In the Azure Storage Account, avoid regenerating the account key that you're using. The storage account contains two different keys. Use a step-by-step approach to ensure that the persistent storage remains available to applications during key regeneration.
For example, use the following steps to ensure that the persistent storage remains available if you used key1 to bind a storage account to Azure Spring Apps.
- Regenerate key2.
- Update the account key of the storage resource to use the regenerated key2.
- Restart the applications that mount the persistent storage from this storage resource. Use the
az spring storage list-persistent-storage
command to list all related applications. - Regenerate key1.
If you delete an Azure Storage account or Azure file share, avoid possible errors by removing the corresponding storage resource or persistent storage in the applications.

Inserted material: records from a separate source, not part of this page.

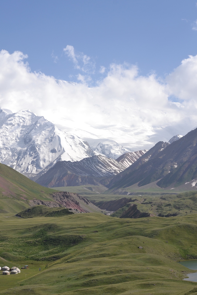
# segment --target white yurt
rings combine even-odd
[[[15,268],[14,268],[14,270],[16,271],[18,273],[20,273],[20,271],[17,267],[16,267]]]
[[[2,274],[9,275],[10,274],[10,273],[9,271],[3,271],[3,272],[2,273]]]

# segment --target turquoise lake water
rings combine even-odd
[[[179,262],[185,267],[190,269],[197,271],[197,260],[187,260],[187,261],[182,261]],[[189,278],[183,279],[184,281],[190,281],[193,282],[197,282],[197,272],[188,273],[187,275]]]

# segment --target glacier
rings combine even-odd
[[[28,109],[0,109],[0,162],[28,177],[57,161],[79,161],[97,153],[76,135],[58,128]]]

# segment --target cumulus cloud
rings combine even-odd
[[[101,65],[100,67],[99,73],[101,74],[104,74],[106,68],[103,65]]]
[[[63,50],[73,62],[76,68],[87,74],[94,73],[95,63],[93,59],[82,52],[76,53],[74,47],[71,45],[67,45]]]
[[[74,49],[66,47],[82,69]],[[163,82],[154,74],[139,75],[135,65],[113,64],[93,87],[81,74],[76,83],[32,72],[27,58],[18,51],[0,53],[2,107],[29,109],[66,131],[113,139],[136,150],[197,125],[197,56],[183,60]],[[89,62],[80,60],[83,66]]]

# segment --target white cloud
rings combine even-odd
[[[76,53],[71,45],[67,45],[63,50],[73,62],[76,68],[87,74],[94,73],[95,63],[92,58],[82,52]]]
[[[192,30],[193,31],[197,31],[197,19],[194,22],[192,27]]]
[[[67,48],[68,55],[79,65],[74,50]],[[83,56],[84,66],[89,60]],[[113,64],[92,88],[82,74],[77,83],[33,73],[27,57],[19,52],[0,53],[2,107],[29,109],[66,131],[113,139],[136,150],[184,135],[197,125],[197,56],[183,60],[165,83],[154,74],[139,75],[136,66]],[[172,101],[169,96],[177,99]]]
[[[99,71],[99,73],[100,73],[101,74],[104,74],[105,73],[106,68],[104,67],[103,65],[101,65],[100,67],[100,71]]]

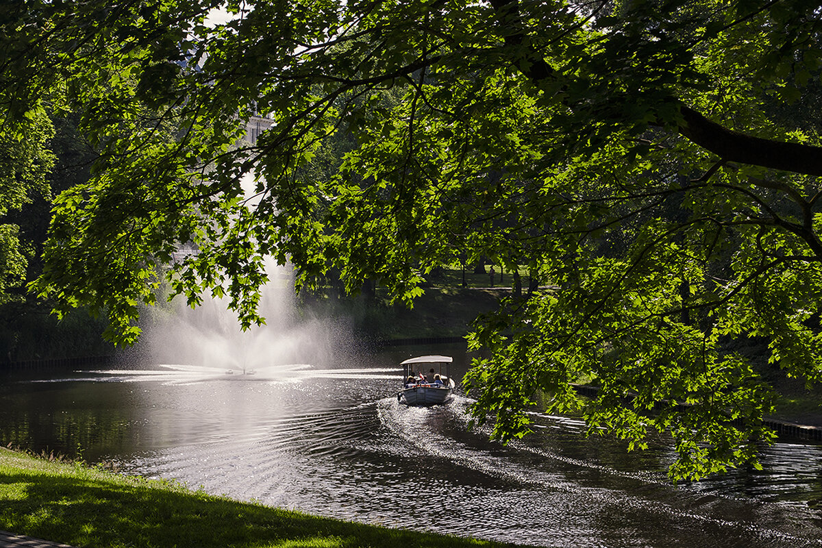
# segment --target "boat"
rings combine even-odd
[[[418,356],[400,363],[404,387],[397,392],[397,401],[415,406],[450,402],[456,385],[450,375],[453,361],[450,356]]]

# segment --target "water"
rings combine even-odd
[[[316,348],[310,348],[316,352]],[[6,380],[0,441],[312,513],[540,546],[822,546],[822,446],[779,443],[764,470],[671,486],[664,439],[626,454],[575,419],[535,416],[502,446],[469,431],[470,400],[407,408],[405,348],[315,363],[140,363]],[[219,365],[219,364],[218,364]],[[230,368],[236,366],[230,366]],[[150,370],[150,371],[146,371]]]

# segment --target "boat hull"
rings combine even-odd
[[[450,400],[453,393],[448,387],[414,386],[400,390],[397,399],[404,401],[406,405],[441,405]]]

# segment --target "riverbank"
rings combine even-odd
[[[515,546],[319,518],[6,449],[0,530],[84,548]]]

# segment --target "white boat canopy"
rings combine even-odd
[[[411,357],[402,363],[400,366],[404,366],[409,363],[450,363],[454,361],[454,358],[450,356],[418,356],[417,357]]]

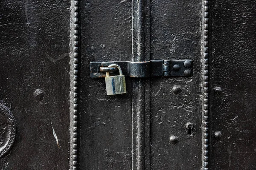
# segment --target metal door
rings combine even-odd
[[[0,169],[256,169],[255,2],[0,2]],[[126,94],[90,76],[174,60]]]

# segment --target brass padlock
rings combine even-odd
[[[110,76],[109,72],[107,72],[105,77],[107,95],[122,94],[126,93],[125,78],[122,74],[120,66],[116,64],[111,64],[108,67],[116,67],[119,71],[119,75]]]

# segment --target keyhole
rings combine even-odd
[[[186,125],[186,128],[187,130],[188,135],[192,135],[192,130],[193,129],[193,124],[190,122],[188,122]]]

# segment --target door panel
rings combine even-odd
[[[151,3],[151,59],[192,59],[192,78],[151,79],[151,167],[201,167],[201,2],[154,0]],[[194,125],[191,134],[186,125]],[[169,138],[175,136],[177,143]]]
[[[70,6],[0,2],[0,153],[13,142],[1,170],[69,168]],[[4,107],[16,120],[15,139]]]
[[[2,1],[0,169],[255,169],[256,3]],[[186,59],[191,77],[125,94],[90,77]]]
[[[130,2],[81,2],[80,169],[131,169],[131,93],[106,95],[104,79],[90,77],[92,61],[130,60]],[[126,79],[132,91],[132,79]]]
[[[201,6],[184,3],[80,2],[79,169],[201,167]],[[171,59],[193,59],[192,77],[126,77],[127,94],[107,96],[89,76],[90,62]]]
[[[212,169],[256,167],[255,0],[213,0],[212,7]],[[220,131],[220,137],[215,137]],[[217,134],[215,134],[216,136]]]

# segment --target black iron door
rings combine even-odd
[[[0,2],[0,169],[256,169],[255,0],[50,1]]]

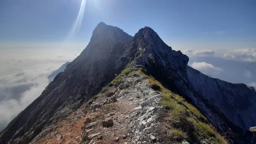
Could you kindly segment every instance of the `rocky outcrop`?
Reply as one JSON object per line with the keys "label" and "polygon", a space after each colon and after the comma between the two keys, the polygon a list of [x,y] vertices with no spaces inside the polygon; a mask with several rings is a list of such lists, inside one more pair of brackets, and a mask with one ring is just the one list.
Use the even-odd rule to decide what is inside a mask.
{"label": "rocky outcrop", "polygon": [[124,51],[119,46],[131,38],[118,28],[100,23],[81,55],[3,130],[0,143],[29,143],[98,93],[127,64],[121,59],[116,63]]}

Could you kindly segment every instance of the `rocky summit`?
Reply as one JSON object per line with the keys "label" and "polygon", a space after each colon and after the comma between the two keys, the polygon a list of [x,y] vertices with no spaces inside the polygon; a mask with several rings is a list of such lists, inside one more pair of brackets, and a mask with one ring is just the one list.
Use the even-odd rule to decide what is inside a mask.
{"label": "rocky summit", "polygon": [[133,37],[101,22],[0,143],[256,143],[254,89],[188,61],[150,27]]}

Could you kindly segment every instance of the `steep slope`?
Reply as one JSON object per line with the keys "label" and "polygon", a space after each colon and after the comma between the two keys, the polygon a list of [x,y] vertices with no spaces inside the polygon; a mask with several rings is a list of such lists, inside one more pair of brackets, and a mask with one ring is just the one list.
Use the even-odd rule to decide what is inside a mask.
{"label": "steep slope", "polygon": [[55,77],[57,76],[59,73],[60,72],[63,72],[66,68],[66,66],[70,63],[69,61],[67,61],[65,63],[63,64],[61,67],[60,67],[59,68],[54,71],[51,74],[49,75],[47,77],[47,78],[51,81],[52,81],[53,79]]}
{"label": "steep slope", "polygon": [[[194,62],[203,61],[211,63],[214,66],[223,69],[223,71],[220,73],[212,73],[211,76],[214,78],[218,78],[232,83],[243,83],[246,84],[256,81],[255,62],[226,60],[214,56],[194,56],[190,58],[189,65],[190,65]],[[239,76],[238,77],[237,76]],[[256,88],[256,87],[255,88]]]}
{"label": "steep slope", "polygon": [[[123,73],[119,75],[115,78],[115,76],[120,73],[126,66],[130,68],[130,72],[134,70],[138,72],[138,69],[142,70],[145,76],[137,76],[137,77],[139,78],[137,78],[138,81],[143,81],[143,83],[139,84],[138,83],[139,81],[137,81],[137,84],[133,85],[132,88],[126,89],[126,92],[122,91],[121,95],[118,95],[120,93],[116,93],[117,95],[112,97],[111,99],[108,98],[106,101],[104,100],[106,96],[102,95],[101,98],[99,98],[100,100],[101,99],[101,101],[94,103],[92,106],[90,106],[89,114],[91,114],[94,110],[97,111],[96,108],[103,103],[116,101],[117,98],[118,102],[118,98],[120,98],[119,100],[121,101],[124,100],[124,102],[127,98],[123,95],[133,98],[134,96],[136,97],[136,94],[141,94],[136,90],[139,89],[138,88],[140,87],[144,88],[140,90],[143,94],[143,96],[139,96],[138,99],[132,102],[133,104],[131,103],[131,105],[129,105],[130,107],[128,106],[127,107],[127,108],[133,108],[133,107],[139,107],[137,109],[140,110],[140,105],[142,110],[139,110],[142,111],[135,112],[135,115],[132,113],[127,114],[128,112],[125,105],[123,105],[124,107],[122,107],[122,110],[117,111],[121,117],[125,115],[121,116],[120,113],[122,113],[123,111],[126,111],[126,115],[135,118],[133,119],[131,117],[129,120],[138,122],[135,122],[135,125],[129,126],[129,122],[127,120],[122,120],[126,122],[126,123],[128,125],[126,126],[131,127],[129,127],[132,132],[129,133],[131,134],[129,135],[132,136],[130,138],[131,142],[137,142],[137,139],[138,140],[138,142],[142,142],[143,140],[149,142],[147,139],[154,139],[151,140],[154,142],[157,141],[162,142],[170,141],[180,143],[183,139],[187,139],[190,142],[194,143],[225,143],[225,140],[215,131],[214,129],[207,126],[208,125],[206,124],[209,122],[214,125],[217,124],[216,127],[221,133],[230,132],[234,133],[234,134],[226,134],[230,137],[228,139],[230,143],[252,144],[255,142],[256,140],[254,133],[247,129],[248,127],[256,125],[256,119],[254,119],[256,113],[254,110],[256,109],[256,105],[249,105],[246,106],[244,103],[249,103],[249,100],[251,100],[251,103],[255,103],[256,95],[254,90],[250,89],[245,85],[236,85],[209,78],[188,67],[188,60],[187,56],[180,51],[172,50],[161,39],[155,32],[148,27],[140,29],[133,37],[131,37],[117,27],[107,26],[101,22],[94,31],[90,43],[81,55],[67,66],[64,72],[59,73],[55,77],[40,96],[10,123],[2,132],[0,137],[0,142],[2,143],[9,142],[10,143],[25,144],[30,142],[35,142],[39,139],[43,141],[42,138],[45,136],[47,137],[45,137],[47,138],[51,137],[51,136],[48,134],[50,132],[55,132],[54,129],[59,129],[55,127],[55,124],[60,122],[66,123],[72,122],[74,124],[68,124],[75,125],[79,127],[81,121],[78,120],[81,120],[81,117],[70,117],[70,114],[80,107],[93,96],[98,93],[102,88],[108,84],[108,86],[112,88],[114,88],[114,85],[115,88],[118,87],[120,89],[125,89],[129,87],[129,81],[131,81],[131,83],[134,84],[134,81],[137,81],[137,78],[134,77],[130,78],[130,79],[129,78],[125,79],[124,81],[121,81],[121,76],[126,78]],[[148,81],[144,81],[145,77],[151,78],[160,83],[156,81],[151,83],[151,88],[157,91],[152,91],[152,89],[148,88]],[[204,81],[206,79],[207,80]],[[148,81],[152,82],[149,79]],[[141,85],[136,85],[138,83]],[[217,85],[217,83],[219,85]],[[209,86],[210,84],[212,86]],[[214,86],[212,86],[213,85]],[[169,90],[183,96],[185,99],[172,94]],[[213,91],[216,92],[212,93]],[[223,93],[222,93],[222,92]],[[116,91],[113,93],[115,93]],[[159,94],[161,93],[161,97],[157,94],[158,93]],[[130,95],[126,95],[127,93]],[[132,95],[132,94],[135,95]],[[104,94],[108,95],[105,93]],[[163,103],[160,102],[161,98]],[[151,100],[155,101],[148,103],[140,101],[140,100],[146,102],[147,100],[150,102]],[[241,102],[243,103],[237,104],[235,103],[236,101]],[[88,104],[92,104],[92,102],[89,102]],[[144,104],[141,104],[142,102]],[[139,103],[139,105],[138,105]],[[165,110],[161,110],[161,106],[159,105],[160,103],[166,108]],[[191,103],[196,106],[206,119],[188,103]],[[153,103],[156,105],[150,105]],[[121,108],[122,104],[119,103],[119,106],[116,106],[116,108]],[[225,105],[226,104],[229,105],[227,106]],[[89,105],[86,105],[84,106]],[[92,106],[93,109],[91,108]],[[162,122],[162,124],[160,125],[165,126],[167,122],[171,122],[170,126],[166,125],[162,129],[159,128],[159,132],[153,132],[152,129],[148,131],[148,129],[144,129],[145,127],[141,124],[144,124],[145,122],[143,123],[142,122],[145,121],[145,119],[140,120],[139,117],[145,114],[145,111],[147,112],[147,108],[143,108],[145,106],[145,107],[157,107],[156,111],[158,112],[158,114],[151,117],[152,119],[156,118],[153,121],[155,122],[155,124],[161,122],[162,121],[165,122]],[[114,107],[114,109],[116,108]],[[119,110],[119,108],[118,108]],[[158,115],[161,113],[159,110],[162,110],[164,114]],[[165,110],[170,112],[170,117],[165,117],[168,115],[166,115],[166,113],[165,112],[164,112]],[[105,115],[108,112],[102,112]],[[237,114],[244,117],[238,118],[237,115],[231,115],[231,113]],[[76,112],[73,114],[73,116],[79,116],[81,115],[79,114]],[[139,117],[136,115],[137,114],[142,115]],[[104,115],[102,116],[104,117]],[[101,116],[100,114],[98,114],[98,117]],[[147,116],[144,115],[143,117]],[[66,117],[67,118],[64,118]],[[75,119],[74,117],[75,117]],[[159,119],[158,119],[158,117]],[[67,118],[69,120],[69,118],[71,119],[71,120],[69,120],[69,122],[62,121],[62,120],[65,120]],[[161,119],[164,118],[166,118],[166,121]],[[149,117],[146,118],[149,118]],[[141,121],[137,121],[138,119]],[[172,121],[172,120],[177,121],[174,122]],[[78,121],[76,121],[76,120]],[[106,122],[108,124],[112,124],[111,120],[108,120]],[[90,142],[86,139],[91,139],[93,138],[87,137],[89,136],[86,135],[86,131],[90,129],[90,127],[98,125],[99,124],[96,122],[92,126],[90,126],[86,128],[89,125],[86,125],[85,129],[83,127],[81,139],[80,140],[79,137],[78,141],[85,142]],[[121,124],[118,125],[122,126]],[[153,126],[154,127],[155,127],[154,125]],[[182,127],[182,126],[186,127]],[[65,129],[63,127],[63,124],[59,127],[61,127],[61,129]],[[121,127],[119,128],[122,128]],[[109,133],[111,132],[108,131],[109,129],[113,131],[118,130],[116,129],[108,129],[105,127],[102,128],[102,129],[97,129],[97,131],[92,132],[96,132],[100,131],[102,133],[107,131],[106,132]],[[61,131],[61,129],[58,129]],[[179,129],[180,131],[179,131]],[[166,132],[170,130],[172,131],[170,133]],[[76,133],[81,132],[78,130],[76,132]],[[121,132],[125,132],[124,131]],[[160,134],[162,133],[165,134],[163,134],[162,137]],[[173,139],[171,137],[173,136],[172,134],[178,134],[179,136],[177,136],[178,140]],[[52,136],[53,137],[56,135],[52,134]],[[63,135],[62,137],[61,135],[58,135],[60,137],[60,139],[63,137]],[[91,136],[94,137],[99,135]],[[105,136],[106,137],[106,135]],[[66,137],[66,135],[65,137]],[[212,137],[213,138],[211,138]],[[166,139],[165,138],[168,138]],[[94,142],[94,140],[92,142]],[[222,142],[221,142],[221,141]]]}
{"label": "steep slope", "polygon": [[86,49],[3,130],[0,143],[28,143],[43,128],[68,115],[98,93],[126,65],[125,62],[115,64],[123,50],[118,46],[131,38],[116,27],[99,23]]}
{"label": "steep slope", "polygon": [[34,143],[226,143],[194,107],[143,71],[126,68]]}

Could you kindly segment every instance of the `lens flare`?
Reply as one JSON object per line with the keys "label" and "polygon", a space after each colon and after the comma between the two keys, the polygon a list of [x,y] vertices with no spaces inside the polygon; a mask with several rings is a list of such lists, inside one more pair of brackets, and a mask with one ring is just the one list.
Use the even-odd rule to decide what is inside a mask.
{"label": "lens flare", "polygon": [[73,24],[72,29],[71,29],[68,37],[71,37],[74,34],[76,31],[80,29],[81,24],[82,24],[84,15],[84,14],[86,2],[86,0],[82,0],[79,13],[78,13],[76,19]]}

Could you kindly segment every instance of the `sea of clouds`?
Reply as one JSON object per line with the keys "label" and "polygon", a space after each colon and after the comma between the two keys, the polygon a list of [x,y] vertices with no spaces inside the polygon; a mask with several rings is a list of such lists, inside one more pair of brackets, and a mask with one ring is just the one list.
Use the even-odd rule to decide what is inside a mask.
{"label": "sea of clouds", "polygon": [[48,76],[83,49],[1,49],[0,130],[40,95],[50,82]]}

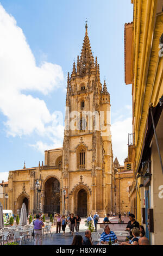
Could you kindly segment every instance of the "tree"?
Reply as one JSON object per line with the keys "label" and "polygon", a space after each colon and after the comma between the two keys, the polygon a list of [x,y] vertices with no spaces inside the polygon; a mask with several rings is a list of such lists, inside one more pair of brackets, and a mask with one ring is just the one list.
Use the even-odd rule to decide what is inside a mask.
{"label": "tree", "polygon": [[10,225],[13,225],[14,224],[14,218],[12,216],[10,218],[9,223]]}
{"label": "tree", "polygon": [[16,223],[17,225],[18,225],[19,224],[19,221],[20,221],[20,219],[19,219],[18,215],[17,214],[17,216],[16,216]]}
{"label": "tree", "polygon": [[32,222],[32,215],[30,215],[29,218],[29,223],[30,224]]}

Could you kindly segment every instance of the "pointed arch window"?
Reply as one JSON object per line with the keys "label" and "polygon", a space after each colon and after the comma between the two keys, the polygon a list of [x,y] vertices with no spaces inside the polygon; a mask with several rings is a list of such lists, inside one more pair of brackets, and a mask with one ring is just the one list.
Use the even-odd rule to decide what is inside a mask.
{"label": "pointed arch window", "polygon": [[84,108],[84,107],[85,107],[85,102],[84,102],[84,100],[83,100],[82,102],[81,102],[81,108],[82,109],[83,108]]}
{"label": "pointed arch window", "polygon": [[77,168],[83,169],[85,166],[85,150],[83,148],[80,149],[78,151]]}

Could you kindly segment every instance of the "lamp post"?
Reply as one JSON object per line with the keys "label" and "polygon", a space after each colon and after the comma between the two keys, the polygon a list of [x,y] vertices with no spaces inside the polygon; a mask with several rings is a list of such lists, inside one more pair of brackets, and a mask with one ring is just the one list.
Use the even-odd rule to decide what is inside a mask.
{"label": "lamp post", "polygon": [[41,192],[41,190],[39,190],[39,188],[40,187],[40,183],[39,183],[39,181],[38,179],[37,179],[36,181],[36,183],[35,183],[35,186],[36,186],[36,188],[37,190],[37,214],[38,214],[39,213],[39,204],[38,204],[38,193],[40,193]]}
{"label": "lamp post", "polygon": [[65,215],[65,195],[66,194],[66,191],[65,190],[63,190],[63,195],[64,195],[64,215]]}
{"label": "lamp post", "polygon": [[7,193],[5,195],[5,198],[6,199],[6,210],[8,209],[8,199],[9,198],[8,194]]}

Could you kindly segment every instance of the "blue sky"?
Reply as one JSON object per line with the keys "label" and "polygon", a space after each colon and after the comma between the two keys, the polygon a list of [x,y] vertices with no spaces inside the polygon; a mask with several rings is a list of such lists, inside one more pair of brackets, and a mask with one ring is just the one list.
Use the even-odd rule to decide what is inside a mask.
{"label": "blue sky", "polygon": [[[67,74],[72,71],[74,58],[76,60],[80,54],[86,18],[92,50],[100,65],[101,82],[105,77],[110,94],[114,155],[123,164],[127,156],[128,133],[131,132],[131,87],[125,85],[124,78],[124,27],[126,22],[133,20],[130,0],[0,0],[0,3],[3,14],[0,23],[5,28],[5,36],[0,30],[0,38],[5,38],[0,46],[1,51],[4,48],[8,53],[3,55],[6,65],[0,64],[4,74],[0,81],[4,92],[0,103],[0,181],[2,173],[22,168],[24,160],[27,168],[37,166],[39,161],[44,161],[43,150],[61,145],[62,127],[55,127],[55,134],[51,130],[56,117],[53,113],[64,113]],[[8,20],[12,25],[6,25]],[[22,31],[21,35],[18,27]],[[5,38],[8,29],[10,36]],[[28,47],[24,45],[25,38]],[[57,78],[52,77],[52,73]],[[4,81],[8,82],[8,90],[4,89]],[[26,107],[21,108],[24,102]]]}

If you'd like to write files to the same path for every individual application instance, but keep them in separate subdirectories from the perspective of the file share, you could use the SubPath option. Note that the SubPath option is incompatible with Read only because SubPath is used for writing new files and Read only is used for reading existing files.
FAQ
This section addresses frequently asked questions about using your own persistent storage with Azure Spring Apps.
If I have built-in persistent storage enabled, and then I enabled my own storage as extra persistent storage, is my data migrated into my Azure Storage account?
No. But we're going to provide a document to help you do the migration yourself soon.
What are the reserved mount paths?
Azure Spring Apps reserves the following mount paths:
- /tmp
- /persistent
- /secrets
- /app-insights/agents
- /etc/azure-spring-cloud/certs
- /app-insights/agents/settings
- /app-lifecycle/settings
What are the available mount options?
We currently support the following mount options:
uid
gid
file_mode
dir_mode
The
mountOptions
property is optional. The default values for these mount options are: ["uid=0", "gid=0", "file_mode=0777", "dir_mode=0777"]I'm using the service endpoint to configure the storage account to allow access only from my own virtual network. Why did I receive a Permission Denied error when I tried to mount custom persistent storage to my applications?
A service endpoint provides network access on a subnet level only. Make sure you've added both subnets used by the Azure Spring Apps instance to the scope of the service endpoint.